Granting of a loan by husband to wife does not amount to transfer of asset to make it taxable under the Wealth Tax Act, rules the Income Tax Appellate Tribunal



The Income Tax Appellate Tribunal, Bench at Mumbai on Wednesday, reversed an order of the Commissioner of Income Tax (Appeals) to add Rs 2.28 crore to Bollywood actor Mr. Shah Rukh Khan’s (assessee) net wealth being the amount he had lent his wife as interest free loan to buy flat and jewellery.
 
Bollywood actor, Shah Rukh Khan
Mr. Khan’s wife Gauri had used Rs 1.65 crore of amount loaned to her to buy a house in Delhi and Rs 63 lakh for jewellery. The Commissioner of Income Tax (Appeals) had ordered adding the amount to Mr Khan's net wealth for assessment year 2005-06 on the ground that it amounted to transfer of assets.

It was against the said order of assessment that Mr. Khan preferred an appeal to the Mumbai Bench of the Income Tax Appellate Tribunal

The Mumbai bench of ITAT held on Wednesday that the Commissioner of Wealth Tax (Appeals) was not justified in confirming the addition of Rs 2.28 crore to the actor's net wealth and had erred in holding that the house and jewellery purchased by his wife was an indirect transfer of assets.

Income tax authorities had held that the loan advanced by Shah Rukh Khan was an indirect transfer of assets by the assessee to his wife. Accordingly, the loan amount of Rs 2.28 crore was added to the net wealth of Rs 2.75 crore declared by the actor for assessment year 2005-06.

Mr. Khan’s contention was that that he had extended a loan to his wife which cannot be said to be a transfer of assets. Counsel appearing for Mr. Shah Rukh Khan cited a judgment of the Karnataka High Court to support his argument that the loan given by Mr.
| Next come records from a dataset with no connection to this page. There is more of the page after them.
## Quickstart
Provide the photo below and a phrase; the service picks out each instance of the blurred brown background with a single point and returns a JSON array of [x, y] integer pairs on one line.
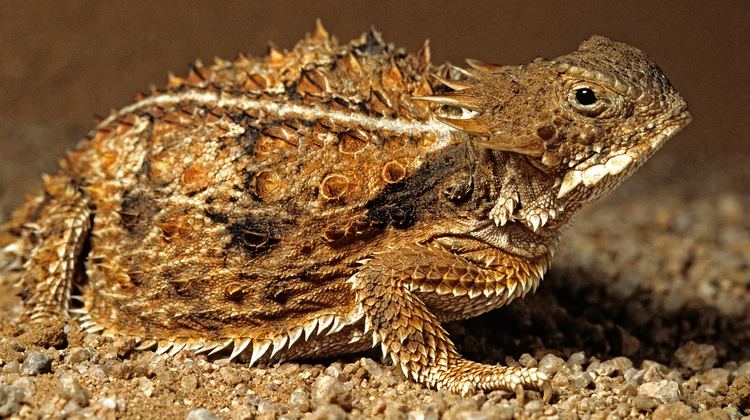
[[62, 63]]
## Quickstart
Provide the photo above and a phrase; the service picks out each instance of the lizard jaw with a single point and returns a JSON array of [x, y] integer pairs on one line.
[[623, 160]]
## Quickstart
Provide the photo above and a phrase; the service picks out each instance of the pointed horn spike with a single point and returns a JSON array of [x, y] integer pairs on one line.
[[95, 329], [239, 347], [425, 54], [295, 335], [320, 32], [146, 345], [310, 328], [163, 347], [206, 347], [279, 344], [177, 347], [469, 125], [221, 346], [453, 99], [324, 322], [259, 349], [483, 66]]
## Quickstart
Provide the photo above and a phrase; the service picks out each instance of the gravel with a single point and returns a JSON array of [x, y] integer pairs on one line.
[[36, 363], [645, 313], [200, 414]]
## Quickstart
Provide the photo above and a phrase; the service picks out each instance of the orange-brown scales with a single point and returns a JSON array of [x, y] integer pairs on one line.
[[333, 198]]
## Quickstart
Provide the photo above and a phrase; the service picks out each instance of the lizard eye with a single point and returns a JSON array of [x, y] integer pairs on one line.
[[585, 96], [585, 100]]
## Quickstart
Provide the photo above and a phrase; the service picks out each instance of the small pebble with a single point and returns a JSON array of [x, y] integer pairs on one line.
[[526, 360], [299, 400], [70, 389], [10, 400], [12, 367], [577, 359], [664, 391], [326, 389], [200, 414], [78, 354], [714, 380], [696, 356], [36, 363], [146, 386], [742, 370], [328, 412], [550, 363], [644, 403], [581, 380]]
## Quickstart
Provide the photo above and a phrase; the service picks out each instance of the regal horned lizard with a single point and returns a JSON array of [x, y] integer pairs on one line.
[[334, 198]]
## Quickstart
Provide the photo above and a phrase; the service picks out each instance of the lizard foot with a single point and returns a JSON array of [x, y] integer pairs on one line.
[[502, 212], [466, 377]]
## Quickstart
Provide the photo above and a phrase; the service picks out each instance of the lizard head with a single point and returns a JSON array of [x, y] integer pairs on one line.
[[589, 118]]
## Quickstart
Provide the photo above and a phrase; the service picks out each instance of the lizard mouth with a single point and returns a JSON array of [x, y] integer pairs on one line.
[[624, 161]]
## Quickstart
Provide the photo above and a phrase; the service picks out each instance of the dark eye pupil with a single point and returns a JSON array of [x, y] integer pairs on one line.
[[585, 96]]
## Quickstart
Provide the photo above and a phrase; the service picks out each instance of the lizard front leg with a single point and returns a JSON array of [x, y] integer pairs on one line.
[[412, 335], [64, 223]]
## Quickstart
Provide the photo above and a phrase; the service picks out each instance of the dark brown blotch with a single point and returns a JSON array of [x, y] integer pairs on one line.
[[334, 186], [393, 172], [253, 236]]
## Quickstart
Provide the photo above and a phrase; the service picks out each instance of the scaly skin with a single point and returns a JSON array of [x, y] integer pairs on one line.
[[333, 198]]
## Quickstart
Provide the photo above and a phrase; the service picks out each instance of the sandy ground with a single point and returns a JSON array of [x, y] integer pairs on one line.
[[644, 313]]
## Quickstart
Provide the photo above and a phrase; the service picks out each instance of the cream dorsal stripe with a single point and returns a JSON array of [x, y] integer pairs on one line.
[[284, 110]]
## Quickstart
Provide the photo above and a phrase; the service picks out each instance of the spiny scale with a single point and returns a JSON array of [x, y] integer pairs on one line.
[[332, 198]]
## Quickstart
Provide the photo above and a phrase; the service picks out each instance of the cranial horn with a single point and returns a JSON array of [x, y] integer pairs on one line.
[[456, 99]]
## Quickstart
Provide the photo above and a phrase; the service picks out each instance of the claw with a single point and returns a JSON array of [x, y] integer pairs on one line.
[[546, 392], [518, 389]]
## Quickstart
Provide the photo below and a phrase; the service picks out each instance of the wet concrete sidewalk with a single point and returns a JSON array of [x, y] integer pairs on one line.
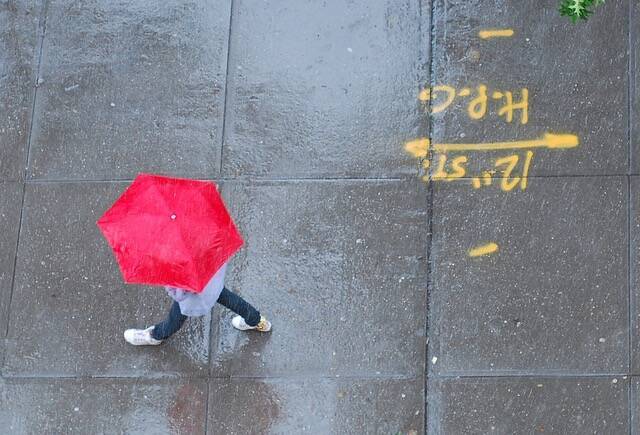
[[441, 223]]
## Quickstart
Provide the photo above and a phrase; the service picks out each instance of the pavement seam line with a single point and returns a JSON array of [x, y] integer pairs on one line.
[[630, 304], [42, 29], [429, 119], [226, 92]]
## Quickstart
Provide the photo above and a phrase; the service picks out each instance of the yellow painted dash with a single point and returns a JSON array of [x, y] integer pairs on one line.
[[487, 249], [495, 33]]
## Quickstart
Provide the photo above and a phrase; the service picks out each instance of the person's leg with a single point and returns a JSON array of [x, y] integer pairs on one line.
[[170, 325], [239, 306]]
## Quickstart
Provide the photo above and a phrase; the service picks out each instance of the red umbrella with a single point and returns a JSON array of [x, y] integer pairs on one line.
[[170, 231]]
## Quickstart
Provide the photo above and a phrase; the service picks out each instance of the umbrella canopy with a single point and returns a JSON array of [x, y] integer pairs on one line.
[[170, 232]]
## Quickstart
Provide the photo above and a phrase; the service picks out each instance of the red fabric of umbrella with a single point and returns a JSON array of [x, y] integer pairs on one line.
[[170, 231]]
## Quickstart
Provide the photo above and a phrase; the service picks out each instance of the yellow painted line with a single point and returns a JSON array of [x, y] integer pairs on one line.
[[487, 249], [419, 147], [495, 33]]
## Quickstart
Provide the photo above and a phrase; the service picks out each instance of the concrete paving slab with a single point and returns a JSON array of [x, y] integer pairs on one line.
[[18, 68], [635, 273], [131, 87], [336, 406], [70, 306], [324, 89], [552, 298], [340, 268], [100, 406], [528, 405], [573, 88]]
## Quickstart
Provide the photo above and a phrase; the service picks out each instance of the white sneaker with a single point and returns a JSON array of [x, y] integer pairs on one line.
[[239, 323], [141, 337]]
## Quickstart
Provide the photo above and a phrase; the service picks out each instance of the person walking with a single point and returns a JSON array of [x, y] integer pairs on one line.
[[188, 304], [177, 233]]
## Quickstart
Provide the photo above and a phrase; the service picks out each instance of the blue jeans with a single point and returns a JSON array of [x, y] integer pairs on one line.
[[228, 299]]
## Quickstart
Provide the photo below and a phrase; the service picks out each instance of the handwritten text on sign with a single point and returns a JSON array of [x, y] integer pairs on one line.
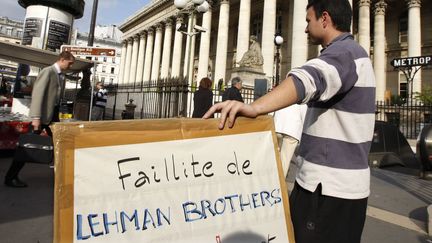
[[193, 190]]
Khan to his wife was recorded in the books of account and cannot be treated as transfer of assets from husband to wife.

Income Tax Department on the other hand argued that the loan amounted to indirect transfer of assets within the meaning of section 4(1)(a)(i) of the Wealth Tax Act.

The ITAT, Bench at Mumbai however, held that extending a loan to wife does not fall within the definition of 'Asset' under the provisions of the Wealth Tax Act and therefore it cannot be said that there was a transfer of asset from husband to wife as argued by the Income Tax authorities.

"We are not agreeing with the Assessing Officer since there is no 'transfer of asset' by the assessee rather an asset has been purchased in the form of a residential house after taking an interest free cash loan from the assessee. In our view, there is no transfer of asset by the assessee, as has been canvassed by IT Counsel and also held by IT Assessing Officer and IT Commissioner (Appeals)," ITAT members D Karunakara Rao and Joginder Singh ruled.

Wealth Tax is levied at one per cent on the net wealth (of an assessee) exceeding Rs 30 lakhs in a year. Net Wealth includes residential houses (with one house getting exemption) and jewellery.